What clinches the falsity of Thiessen’s claim, however (and that of the memo he cites, and that of an unnamed Central Intelligence Agency spokesman who today seconded Thessen’s argument) is chronology. In a White House press briefing, Bush’s counterterrorism chief, Frances Fragos Townsend, told reporters that the cell leader was arrested in February 2002, and “at that point, the other members of the cell” (later arrested) “believed that the West Coast plot has been canceled, was not going forward” [italics mine]. A subsequent fact sheet released by the Bush White House states, “In 2002, we broke up [italics mine] a plot by KSM to hijack an airplane and fly it into the tallest building on the West Coast.” These two statements make clear that however far the plot to attack the Library Tower ever got—an unnamed senior FBI official would later tell the Los Angeles Times that Bush’s characterization of it as a “disrupted plot” was “ludicrous”—that plot was foiled in 2002. But Sheikh Mohammed wasn’t captured until March 2003.
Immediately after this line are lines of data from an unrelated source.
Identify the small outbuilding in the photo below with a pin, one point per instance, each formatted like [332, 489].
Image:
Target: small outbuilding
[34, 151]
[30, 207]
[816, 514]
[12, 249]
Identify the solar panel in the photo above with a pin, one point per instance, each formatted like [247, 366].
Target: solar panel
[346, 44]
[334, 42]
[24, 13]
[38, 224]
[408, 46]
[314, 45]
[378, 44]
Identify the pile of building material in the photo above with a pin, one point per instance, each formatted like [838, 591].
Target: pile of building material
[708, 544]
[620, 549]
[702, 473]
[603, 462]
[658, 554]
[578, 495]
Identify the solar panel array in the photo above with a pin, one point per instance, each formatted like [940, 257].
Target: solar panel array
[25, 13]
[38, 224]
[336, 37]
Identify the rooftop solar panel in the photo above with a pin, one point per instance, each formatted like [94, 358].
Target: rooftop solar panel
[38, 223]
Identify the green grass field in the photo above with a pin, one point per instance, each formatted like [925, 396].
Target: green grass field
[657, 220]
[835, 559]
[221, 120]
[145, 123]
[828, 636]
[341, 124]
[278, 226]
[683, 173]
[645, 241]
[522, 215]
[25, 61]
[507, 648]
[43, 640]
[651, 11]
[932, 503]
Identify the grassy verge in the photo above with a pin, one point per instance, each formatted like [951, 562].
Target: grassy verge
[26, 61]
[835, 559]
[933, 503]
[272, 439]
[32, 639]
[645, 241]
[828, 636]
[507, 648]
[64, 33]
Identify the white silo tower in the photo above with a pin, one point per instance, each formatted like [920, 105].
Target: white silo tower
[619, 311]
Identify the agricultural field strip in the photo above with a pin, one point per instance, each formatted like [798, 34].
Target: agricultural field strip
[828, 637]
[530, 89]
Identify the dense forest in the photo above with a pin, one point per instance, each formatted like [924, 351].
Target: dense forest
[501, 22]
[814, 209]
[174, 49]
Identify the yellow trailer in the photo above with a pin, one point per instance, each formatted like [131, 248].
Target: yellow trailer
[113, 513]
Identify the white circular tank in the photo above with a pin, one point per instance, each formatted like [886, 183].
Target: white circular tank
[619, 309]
I might add that this sorry tale further illustrates some of the problems with torture. You can’t very well say “well, we brutally tortured this guy dozens of times and it was all basically pointless.” Having ordered the torture, you now have a bunch of torturers, orderers of torture, etc. invested in overstating the utility of torture. And of course if torture worked so well on the one guy, why not torture some more people? Indeed, the whole rotten idea of torturing KSM seems to have stemmed in part form an unwillingness to admit that torturing Abu Zubaydah was pointless.

And, worse, all kinds of legitimate intelligence work aimed at trying to understand al-Qaeda’s structure were compromised by the fact that some people now had a strong incentive to keep overstating Zubaydah’s significance.